La complétude des périodes luxembourgeoises d'abord. Les relevés français ne mentionnent pas les périodes accomplies à l'étranger, et réciproquement. Un assuré qui consulte uniquement son relevé de carrière français y voit un trou, là où il a en réalité des droits ouverts ailleurs. Ce trou apparent conduit parfois à des décisions absurdes, comme un rachat de trimestres pour combler une période déjà couverte.
Les années de transition ensuite : la première et la dernière année d'activité au Luxembourg, souvent partielles, dont le report est fréquemment incomplet d'un côté ou de l'autre.
L'ordre de liquidation enfin, qui est le véritable enjeu de ces dossiers. Liquider au Luxembourg à 60 ans en poursuivant une activité en France, ou attendre 64 ans pour tout liquider ensemble, ne produit pas le même revenu cumulé. Ce calcul relève d'un bilan retraite, et les modalités concrètes de la démarche sont décrites dans notre pagefrontalier France-Luxembourg.
Quels points connexes ne faut-il pas oublier ?
L'assurance maladie du retraité frontalier dépend des pensions perçues et du pays de résidence, selon des règles de coordination propres. Elle se traite en même temps que la retraite, puisqu'elle prend effet à la même date.
La fiscalité ensuite : la convention entre la France et le Luxembourg détermine l'État d'imposition. Une pension brute élevée ne signifie pas un revenu net élevé, et la comparaison entre scénarios doit se faire après impôt. Nous signalons systématiquement ce point sans nous substituer à un conseil fiscal.
La réversion enfin, dont les conditions diffèrent nettement entre les deux systèmes. Un frontalier dont le conjoint dépend de ses droits a intérêt à connaître ces règles avant de choisir sa date de liquidation, et non après.
Sources et références.
- CNAP — Caisse nationale d'assurance pension du Luxembourg
- Règlement (CE) n° 883/2004 du Parlement européen et du Conseil du 29 avril 2004 sur la coordination des systèmes de sécurité sociale
- Règlement (CE) n° 987/2009 fixant les modalités d'application du règlement (CE) n° 883/2004
- Cleiss — Centre des liaisons européennes et internationales de sécurité sociale
Questions fréquentes.
À quel âge peut-on liquider une pension luxembourgeoise ?

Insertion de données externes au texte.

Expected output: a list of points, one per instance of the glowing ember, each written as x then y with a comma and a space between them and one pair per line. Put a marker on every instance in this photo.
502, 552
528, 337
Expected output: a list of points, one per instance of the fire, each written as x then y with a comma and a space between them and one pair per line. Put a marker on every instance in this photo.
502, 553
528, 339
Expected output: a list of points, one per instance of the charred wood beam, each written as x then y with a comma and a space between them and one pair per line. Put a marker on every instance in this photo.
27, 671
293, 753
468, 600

La pension de vieillesse anticipée est ouverte dès 57 ans sous condition de stage, et dès 60 ans dans des conditions élargies. La pension de vieillesse de droit commun est due à 65 ans. Ces âges sont plus favorables que les âges français, ce qui crée fréquemment un décalage entre les deux liquidations.
Faut-il déposer une demande dans chaque pays ?

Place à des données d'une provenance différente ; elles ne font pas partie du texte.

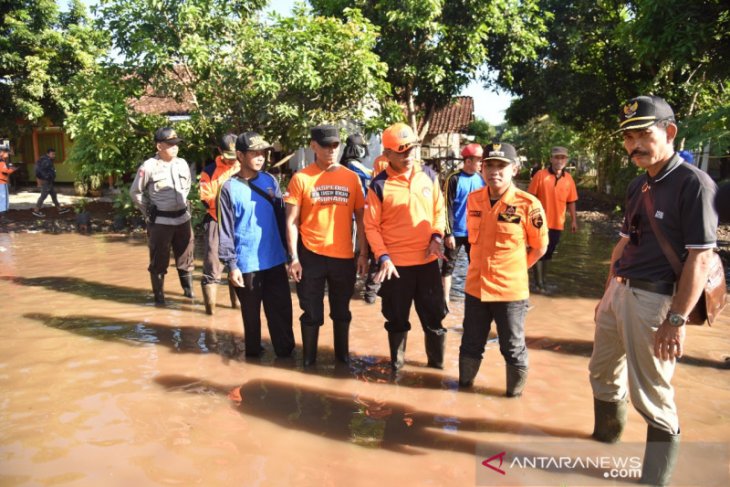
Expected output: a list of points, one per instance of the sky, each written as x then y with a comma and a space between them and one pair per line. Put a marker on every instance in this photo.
488, 105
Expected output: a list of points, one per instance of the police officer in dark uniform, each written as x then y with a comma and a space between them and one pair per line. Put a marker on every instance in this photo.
640, 321
160, 191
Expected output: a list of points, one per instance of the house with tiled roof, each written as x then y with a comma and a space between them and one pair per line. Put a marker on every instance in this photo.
447, 128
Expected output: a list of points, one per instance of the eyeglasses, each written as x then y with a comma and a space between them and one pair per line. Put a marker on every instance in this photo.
635, 229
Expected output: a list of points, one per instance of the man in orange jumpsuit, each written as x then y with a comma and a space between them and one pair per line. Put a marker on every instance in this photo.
506, 230
556, 190
404, 223
211, 181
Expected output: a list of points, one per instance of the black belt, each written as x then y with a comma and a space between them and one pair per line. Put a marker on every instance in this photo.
659, 287
172, 214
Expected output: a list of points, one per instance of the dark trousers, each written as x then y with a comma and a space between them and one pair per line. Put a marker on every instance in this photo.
371, 287
510, 319
47, 187
271, 287
553, 239
447, 268
161, 237
337, 274
420, 284
212, 267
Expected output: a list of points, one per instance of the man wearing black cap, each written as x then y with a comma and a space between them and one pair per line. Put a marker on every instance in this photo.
160, 191
353, 157
640, 321
211, 181
320, 202
507, 232
252, 245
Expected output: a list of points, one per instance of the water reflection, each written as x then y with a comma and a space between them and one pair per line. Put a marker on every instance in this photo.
355, 418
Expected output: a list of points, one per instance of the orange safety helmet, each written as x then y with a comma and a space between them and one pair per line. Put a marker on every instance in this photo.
399, 137
472, 150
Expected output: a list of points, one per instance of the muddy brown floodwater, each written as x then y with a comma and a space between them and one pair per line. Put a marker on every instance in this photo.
99, 387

Non. Le règlement (CE) n° 883/2004 organise une demande unique : le dossier déposé dans le pays de résidence est transmis aux institutions des autres États concernés. En pratique, cette transmission demande à être suivie, et les délais d'instruction luxembourgeois et français ne coïncident pas.
Les périodes françaises comptent-elles pour le stage luxembourgeois ?
Oui, par le mécanisme de totalisation. Les périodes d'assurance accomplies en France sont prises en compte pour vérifier que les conditions de durée sont remplies au Luxembourg. Chaque pays ne verse ensuite que la part correspondant à ses propres périodes : c'est le calcul au prorata.
Une pension luxembourgeoise est-elle imposée en France ?
La convention fiscale entre la France et le Luxembourg détermine l'État d'imposition selon la nature de la pension et la résidence du bénéficiaire. Ce point relève d'une analyse fiscale distincte du calcul des droits : nous le signalons systématiquement sans nous y substituer.
Que devient l'assurance maladie après la liquidation ?
L'affiliation maladie du retraité frontalier dépend des pensions perçues et du pays de résidence, selon des règles de coordination propres. C'est un point à traiter en même temps que la retraite, car il conditionne la couverture santé à partir de la date d'effet.
Quelle est la principale erreur sur ces dossiers ?
Liquider les deux pensions à la même date par simple commodité. Les âges d'ouverture diffèrent, les conditions de taux plein aussi. Une liquidation luxembourgeoise anticipée combinée à une poursuite d'activité en France, ou l'inverse, produit des résultats très différents selon l'ordre et le calendrier retenus.